Question: If C is the midpoint of the line segment joining A (4,0) and B (0,6) and if O is the origin, then sh...

Question

If C is the midpoint of the line segment joining A (4,0) and B (0,6) and if O is the origin, then show that C is equidistant from all the vertices from $\Delta OAB$ .

Answer 1

Solution

In order to solve this problem, we need to find the value of the coordinates of point C. We can find the coordinates of the midpoint of any segment by using the midpoint formula. It is given as follows, $\text{Midpoint}=\left( \dfrac{{{x}_{1}}+{{x}_{2}}}{2},\dfrac{{{y}_{1}}+{{y}_{2}}}{2} \right)$ , where ${{x}_{1}},{{x}_{2}}$ are x coordinates and ${{y}_{1}},{{y}_{2}}$ are the y coordinates. Also, we need to know the distance formula which is given as follows, $\text{Distance}=\sqrt{{{\left( {{x}_{2}}-{{x}_{1}} \right)}^{2}}+{{\left( {{y}_{2}}-{{y}_{1}} \right)}^{2}}}$ .

Complete step-by-step solution:
To understand the question better we need to draw the diagram.
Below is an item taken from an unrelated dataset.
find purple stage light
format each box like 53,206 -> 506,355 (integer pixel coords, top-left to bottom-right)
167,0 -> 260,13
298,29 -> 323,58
We are given that C is the midpoint of the segment AB. And we need to show that C is equidistant from all the vertices of $\Delta OAB$ .
The vertices of the $\Delta OAB$ are points O, A, and B.
Then we need to show that OA = OB = OC
For finding the distance we need to find the coordinates of C.
We know that C is the midpoint of segment AB.
The formula for the midpoint is $\left( \dfrac{{{x}_{1}}+{{x}_{2}}}{2},\dfrac{{{y}_{1}}+{{y}_{2}}}{2} \right)$ .
Where ${{x}_{1}},{{x}_{2}}$ are x coordinate and ${{y}_{1}},{{y}_{2}}$ are the y coordinates.
Substituting the values we get,
Point C = $\left( \dfrac{0+4}{2},\dfrac{6+0}{2} \right)=\left( 2,3 \right)$
Now we have the coordinates of all the four points.
The formula for distance between two points is given as follows,
$\text{Distance}=\sqrt{{{\left( {{x}_{2}}-{{x}_{1}} \right)}^{2}}+{{\left( {{y}_{2}}-{{y}_{1}} \right)}^{2}}}$ , where ${{x}_{1}},{{x}_{2}}$ are x coordinate and ${{y}_{1}},{{y}_{2}}$ are the y coordinates.
Now let's first calculate the distance of segment CA.
Substituting the values of x coordinates and y coordinates we get,
$CA=\sqrt{{{\left( 2-0 \right)}^{2}}+{{\left( 3-6 \right)}^{2}}}$
Solving this equation, we get,
$\begin{aligned} & CA=\sqrt{4+{{\left( -3 \right)}^{2}}} \\\ & =\sqrt{4+9} \\\ & =\sqrt{13} \end{aligned}$
Now let’s find the distance of segment CB.
Substituting the values of x coordinates and y coordinates we get,
$CB=\sqrt{{{\left( 2-4 \right)}^{2}}+{{\left( 3-0 \right)}^{2}}}$
Solving this equation, we get,
$\begin{aligned} & CA=\sqrt{{{\left( -2 \right)}^{2}}+{{\left( 3 \right)}^{2}}} \\\ & =\sqrt{4+9} \\\ & =\sqrt{13} \end{aligned}$
Now let’s find the distance of segment CO.
Substituting the values of x coordinates and y coordinates we get,
$CO=\sqrt{{{\left( 2-0 \right)}^{2}}+{{\left( 3-0 \right)}^{2}}}$
Solving this equation, we get,
$\begin{aligned} & CO=\sqrt{4+9} \\\ & =\sqrt{13} \end{aligned}$
We can see that the distance between CA = CB = CO.

Hence, we can say that C is equidistant from all the vertices of $\Delta OAB$ .

Note: In this problem, we need to use the distance formula. We can assign any value as ${{x}_{1}}$ and ${{x}_{2}}$ as we are going to square that number anyways. But we need to be careful that whenever we assign an x coordinate as ${{x}_{1}}$ we need to assign the same point as ${{y}_{1}}$ . A similar process can be applied for finding the midpoint.